Since the thorough library construction process minimizes the purification times, random DNA loss is greatly reduced. The highly simplified process allows library preparation be accomplished with as low as 50 ng genomic DNA. Meanwhile, we found that reducing the two purification steps did not reduce the quality of the data by sequence quality analysis. Through data analysis of 40 individuals from a single lane, omitting the step quantifying DNA concentration of each individual before pooling samples does have influence on the amount of data among each individual (CV = 0.2146) but in our experience even if quantifying DNA concentration of each individual, pooling equal quantity DNA of each individual is still impossible as different volumes of liquid may adhere to the tips when using the pipette. As adequate data (>6 M reads) could be generated for each individual, we suggest deleting this quantifying step as the GBS protocol does (CV = 0.23) . The redesigned adapters and variable length barcodes have high recognition efficiency on various individuals and could produce high-quality data which is similar to the results Burford et al. got . Some people may worry that the combination of restriction endonucleases may easily cut the repeats region with high GC-content as is shown in maize about 10 % of reads fall into repeats region. Nevertheless, we still have enough reads left for analysis. Researchers may strictly follow the protocol without re-selecting novel combination of enzymes (but have to adjust the size-selection range) if they do not want to invest too much on pilot experiments. As synthetic adapters can be used in diverse plant species and transferred across labs, our protocol will greatly reduce the overall costs.

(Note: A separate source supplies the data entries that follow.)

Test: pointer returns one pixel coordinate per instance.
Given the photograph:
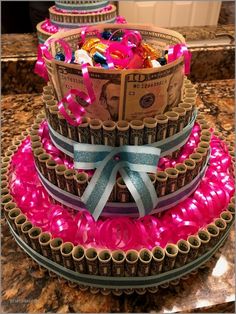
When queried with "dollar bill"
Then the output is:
(122, 94)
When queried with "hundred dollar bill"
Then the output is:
(120, 94)
(150, 92)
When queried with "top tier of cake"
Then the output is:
(86, 6)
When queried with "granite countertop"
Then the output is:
(26, 287)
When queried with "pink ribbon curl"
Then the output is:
(177, 51)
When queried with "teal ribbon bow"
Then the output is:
(133, 163)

A possible drawback of our method is that degraded DNA will not produce adequate data because once one of the enzyme sites was impaired the whole tag will be lost. Nonetheless, as long as the DNA provided shows a clear major band when detected by the agarose gel electrophoresis, it could usually generate sufficient amount of data for analysis. In addition, the final library may be a pool of tens to a hundred of samples and we only designed 20 kinds of barcodes, so it is inevitable to cut gel several times when performing the procedure. In order to maintain the consistency of the selected fragments, electrophoresis conditions must be strictly controlled, and practice cutting the gel is needed before the formal experiment begins. Besides, electrophoresis time should be long enough (1–2 h) to prevent that size selection maybe ‘leaky’.
To demonstrate the applicability of MiddRADseq-derived markers in no-model species, we used MiddRAD data to resolve phylogenetic relationships of two woody bamboos genera, Dendrocalamus and Phyllostachys. Dendrocalamus is a tropical woody bamboo genus while Phyllostachys belongs to temperate woody bamboos. Our tree is congruent well with the current taxonomy. In comparison to previous studies in this clade, which used chloroplast regions  or nuclear DNA regions , the ddRAD data set is prominent for its simpleness in getting an amount of data (over 200 loci in the smallest data set). Though RAD-seq has been demonstrated to be feasible in clades as old as 40–60 million years with simulated RAD tags of Drosophila  and bona fide sequence of American oak , RAD sequences are usually considered useful for phylogenetic reconstruction in younger clades in which sufficient numbers of orthologous restriction sites are retained across species . However, RAD-seq is now receiving increased attention at deeper evolutionary time scales, such as genus- or family-level phylogenetics even the problem of efficiently obtaining sequence data across many individuals exists . Our study demonstrates the utility of MiddRAD data for reconstructing phylogenetic relationships in a group that spans 43–47 million-year-old divergences . What we should bear in mind is that the performance of RAD or MiddRAD depends in part on the level of divergence between species. Determining orthologous RAD tags between samples should also be taken carefully in the future phylogenetic analysis with RAD sequencing . The data set and analyses we provide here are a novel step forward in the use of ddRAD data to address questions in woody bamboo phylogenetic reconstruction. We show that it is possible to assemble genome-wide RAD-tags into phylogenetic matrices without the use of a reference genome.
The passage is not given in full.